His secretary? Silently she queried that statement, latching desperately  on to something to absorb her irritation. Until that very moment she  had considered Anna to be her secretary, but possibly, in a manner of  speaking...

No matter. A moment later-and she couldn't understand how it had come  about-she and Patrick were on their own, eyes cagily assessing over the  rims of glasses. At least, hers were; his were quite blatant in their  scrutiny. Almost immediately he spoke, in that soft, tender way that was  so... Irish. 'So... Leigh. How well you look.' The words were spoken in  that beguiling lilt so vividly recalled.

'Thank you.' Smile and manner were both brittle as she forced herself to  remember to be on her guard. Once before this man had-----'And you  too.' Which was the simple truth as well as a cause for considerable  regret, she told herself, in an attempt to damp down her responses. It  would have been easier if he hadn't looked just about twice as  devastating as her memory of him...
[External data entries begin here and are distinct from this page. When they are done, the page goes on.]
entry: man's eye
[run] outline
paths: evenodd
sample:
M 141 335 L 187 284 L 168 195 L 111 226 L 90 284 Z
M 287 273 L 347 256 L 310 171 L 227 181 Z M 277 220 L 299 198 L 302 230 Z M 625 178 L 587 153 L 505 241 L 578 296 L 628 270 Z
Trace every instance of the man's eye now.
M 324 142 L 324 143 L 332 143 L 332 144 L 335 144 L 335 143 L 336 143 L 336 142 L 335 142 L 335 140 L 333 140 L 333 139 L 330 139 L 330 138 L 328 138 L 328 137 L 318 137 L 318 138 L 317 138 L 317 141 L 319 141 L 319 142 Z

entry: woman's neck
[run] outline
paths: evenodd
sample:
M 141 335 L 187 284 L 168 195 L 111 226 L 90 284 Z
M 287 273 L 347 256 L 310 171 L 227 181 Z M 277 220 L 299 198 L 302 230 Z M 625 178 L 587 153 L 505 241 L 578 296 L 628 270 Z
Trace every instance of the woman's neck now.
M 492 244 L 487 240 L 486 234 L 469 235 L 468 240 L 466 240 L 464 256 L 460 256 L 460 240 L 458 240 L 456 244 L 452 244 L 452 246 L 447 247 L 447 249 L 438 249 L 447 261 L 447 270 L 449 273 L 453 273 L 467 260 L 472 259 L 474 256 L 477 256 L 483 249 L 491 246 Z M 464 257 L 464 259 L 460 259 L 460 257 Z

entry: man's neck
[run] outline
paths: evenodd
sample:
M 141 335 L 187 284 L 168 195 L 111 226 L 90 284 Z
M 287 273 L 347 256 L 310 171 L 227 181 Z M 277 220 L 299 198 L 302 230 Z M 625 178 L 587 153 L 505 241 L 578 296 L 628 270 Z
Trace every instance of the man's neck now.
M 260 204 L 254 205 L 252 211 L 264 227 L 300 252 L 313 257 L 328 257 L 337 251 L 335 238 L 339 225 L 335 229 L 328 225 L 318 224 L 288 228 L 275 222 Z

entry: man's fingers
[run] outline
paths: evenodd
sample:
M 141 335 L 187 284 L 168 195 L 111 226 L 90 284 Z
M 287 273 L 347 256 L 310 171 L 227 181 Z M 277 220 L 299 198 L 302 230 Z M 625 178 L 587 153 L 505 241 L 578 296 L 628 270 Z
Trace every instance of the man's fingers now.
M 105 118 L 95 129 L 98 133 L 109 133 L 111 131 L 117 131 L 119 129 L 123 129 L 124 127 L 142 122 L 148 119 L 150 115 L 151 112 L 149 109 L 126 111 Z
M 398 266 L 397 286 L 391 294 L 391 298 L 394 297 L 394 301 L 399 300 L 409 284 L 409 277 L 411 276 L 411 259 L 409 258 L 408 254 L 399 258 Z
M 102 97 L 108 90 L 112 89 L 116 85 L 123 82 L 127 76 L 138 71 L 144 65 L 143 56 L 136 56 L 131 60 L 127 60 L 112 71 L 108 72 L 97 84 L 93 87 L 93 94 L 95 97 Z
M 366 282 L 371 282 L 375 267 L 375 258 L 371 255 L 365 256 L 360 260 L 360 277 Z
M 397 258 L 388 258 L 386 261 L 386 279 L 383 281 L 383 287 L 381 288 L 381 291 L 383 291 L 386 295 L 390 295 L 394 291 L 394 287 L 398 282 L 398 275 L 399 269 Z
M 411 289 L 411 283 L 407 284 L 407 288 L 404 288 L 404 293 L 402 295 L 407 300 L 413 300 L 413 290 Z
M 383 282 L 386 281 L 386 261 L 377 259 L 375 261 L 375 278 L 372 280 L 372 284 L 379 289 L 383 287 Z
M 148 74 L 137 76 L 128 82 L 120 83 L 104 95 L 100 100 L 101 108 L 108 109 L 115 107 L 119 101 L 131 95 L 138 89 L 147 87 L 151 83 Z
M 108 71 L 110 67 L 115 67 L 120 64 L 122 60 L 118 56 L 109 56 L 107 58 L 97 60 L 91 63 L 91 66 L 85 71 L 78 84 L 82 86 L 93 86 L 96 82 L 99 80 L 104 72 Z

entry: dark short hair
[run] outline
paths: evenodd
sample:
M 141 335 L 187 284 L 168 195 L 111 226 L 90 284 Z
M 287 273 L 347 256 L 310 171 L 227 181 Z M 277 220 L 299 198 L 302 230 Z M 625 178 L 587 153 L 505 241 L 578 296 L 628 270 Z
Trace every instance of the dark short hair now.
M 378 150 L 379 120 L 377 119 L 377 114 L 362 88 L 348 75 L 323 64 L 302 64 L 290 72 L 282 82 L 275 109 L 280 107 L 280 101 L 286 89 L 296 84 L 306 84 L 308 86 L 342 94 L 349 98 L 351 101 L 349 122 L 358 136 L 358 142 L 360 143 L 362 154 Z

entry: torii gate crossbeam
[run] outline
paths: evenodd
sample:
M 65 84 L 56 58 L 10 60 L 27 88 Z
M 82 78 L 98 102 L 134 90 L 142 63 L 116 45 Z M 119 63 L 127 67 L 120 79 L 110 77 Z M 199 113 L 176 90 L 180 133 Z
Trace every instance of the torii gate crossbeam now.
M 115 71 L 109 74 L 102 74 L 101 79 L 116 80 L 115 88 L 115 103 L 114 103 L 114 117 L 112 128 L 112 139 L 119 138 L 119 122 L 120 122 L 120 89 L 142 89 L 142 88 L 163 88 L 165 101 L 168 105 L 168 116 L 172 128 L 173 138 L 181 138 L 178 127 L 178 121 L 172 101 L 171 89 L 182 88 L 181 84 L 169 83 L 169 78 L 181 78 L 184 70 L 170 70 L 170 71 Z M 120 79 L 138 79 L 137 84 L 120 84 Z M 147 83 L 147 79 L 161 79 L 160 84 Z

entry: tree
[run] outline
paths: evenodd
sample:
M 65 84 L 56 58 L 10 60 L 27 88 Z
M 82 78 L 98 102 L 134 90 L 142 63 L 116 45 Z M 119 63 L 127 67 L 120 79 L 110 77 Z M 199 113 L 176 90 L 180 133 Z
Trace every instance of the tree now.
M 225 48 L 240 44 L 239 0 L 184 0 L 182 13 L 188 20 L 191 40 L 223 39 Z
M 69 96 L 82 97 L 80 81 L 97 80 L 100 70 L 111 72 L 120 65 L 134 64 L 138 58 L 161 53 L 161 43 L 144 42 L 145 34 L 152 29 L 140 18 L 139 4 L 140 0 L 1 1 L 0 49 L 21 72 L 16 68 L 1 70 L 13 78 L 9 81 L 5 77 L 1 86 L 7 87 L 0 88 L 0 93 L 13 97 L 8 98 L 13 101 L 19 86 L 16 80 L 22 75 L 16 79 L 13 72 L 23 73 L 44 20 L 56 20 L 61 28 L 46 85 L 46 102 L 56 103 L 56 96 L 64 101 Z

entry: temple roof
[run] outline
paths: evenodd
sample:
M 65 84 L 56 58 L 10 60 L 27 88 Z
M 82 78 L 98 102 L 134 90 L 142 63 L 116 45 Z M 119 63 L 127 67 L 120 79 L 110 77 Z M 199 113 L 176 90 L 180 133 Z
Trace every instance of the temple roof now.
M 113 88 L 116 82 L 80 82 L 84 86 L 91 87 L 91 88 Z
It was all too easy for people like her, ordinary people, to be  captivated, even to be intimidated, by people like Patrick Cavour. Those  who came from backgrounds where casual privilege was taken for granted,  from large, close families with servants who were almost invariably  devoted- they enjoyed so many niceties which everyone else could only  read about.

There was comfort in allowing her dyspeptic recollections full rein, in  remembering how the Cavour home had appeared at the end of a long drive,  like something out of Gone with the Wind. Inside all had been discreet,  tasteful luxury, and then there had been the horses, the dogs with  names like Bran and Luath and-----

'It's been a long time-----' Seeing his lips begin to curve, again she  was consumed with fear at her own weakness. Besides, a little shame at  such mean thoughts of people who had shown her only kindness had brought  colour to her cheeks.